Commentary on the Gospel of
My birthday is next week but several weeks ago I received a wonderful gift. A dear friend is a visiting professor in our department and was in town to work with our students. The day he arrived we all had the chance to catch up on family news and to complete final preparations for our sessions with the students. So that evening he and I had some quiet time to meet for a beer. As our conversation began my friend said he has been curious to learn more about my journey of faith and he wondered if I felt comfortable sharing with him.
Of course I did! My friend, who was raised in a faith tradition different than mine, embodies social justice and generously shares his gifts with others. It was such a treat to be able to reflect upon and share stories of my faith from when I was a young girl sitting by the Martha and Mary window at St. Thomas Aquinas church to how becoming a mother of daughters impacted my spirituality to where my faith is today. We explored issues around identity and doctrine and a faith that does justice.
For the past several weeks whenever I reflect upon that evening and am filled with gratitude. What a gift to be invited to share the story of my faith journey. And what a gift to have someone carefully and deeply listen to what I have to say. This invitation has helped me further explore my spirituality. The readings today resonate with this exploration.
In the first reading Paul writes to the Romans of his anguish about his acceptance of Christ coupled with heartache about those who have not fully embraced Christianity. While I am generally a positive person, this reading helps me access the times I have been feeling anguish, despair and fear about my faith.
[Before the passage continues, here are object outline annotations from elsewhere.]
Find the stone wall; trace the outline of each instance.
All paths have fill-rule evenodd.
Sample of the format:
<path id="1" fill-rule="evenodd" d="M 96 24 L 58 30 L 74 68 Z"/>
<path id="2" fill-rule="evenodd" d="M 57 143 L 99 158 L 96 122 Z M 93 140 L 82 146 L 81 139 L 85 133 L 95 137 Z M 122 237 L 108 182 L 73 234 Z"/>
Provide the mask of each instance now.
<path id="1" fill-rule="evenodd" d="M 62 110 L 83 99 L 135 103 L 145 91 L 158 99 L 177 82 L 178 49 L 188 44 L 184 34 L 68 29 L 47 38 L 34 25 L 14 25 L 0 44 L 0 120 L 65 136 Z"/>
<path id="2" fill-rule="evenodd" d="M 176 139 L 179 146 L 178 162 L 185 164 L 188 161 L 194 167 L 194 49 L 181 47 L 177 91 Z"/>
In today’s Gospel from Luke the Pharisees question the choice Jesus makes on the Sabbath to heal a man suffering from dropsy. This reading reminds me of the many times I have explained or defended my faith. And the times I have not had the courage to do so.
Today I pray with these questions: When do I offer the gift of deeply listening to someone’s story? How can I best accompany others in their faith journey? What do I need when I feel anguish or fear? How can I best appreciate the gifts in my life? When do I follow and when do I lead?
"My sheep hear my voice," says the Lord. "I know them and they follow me."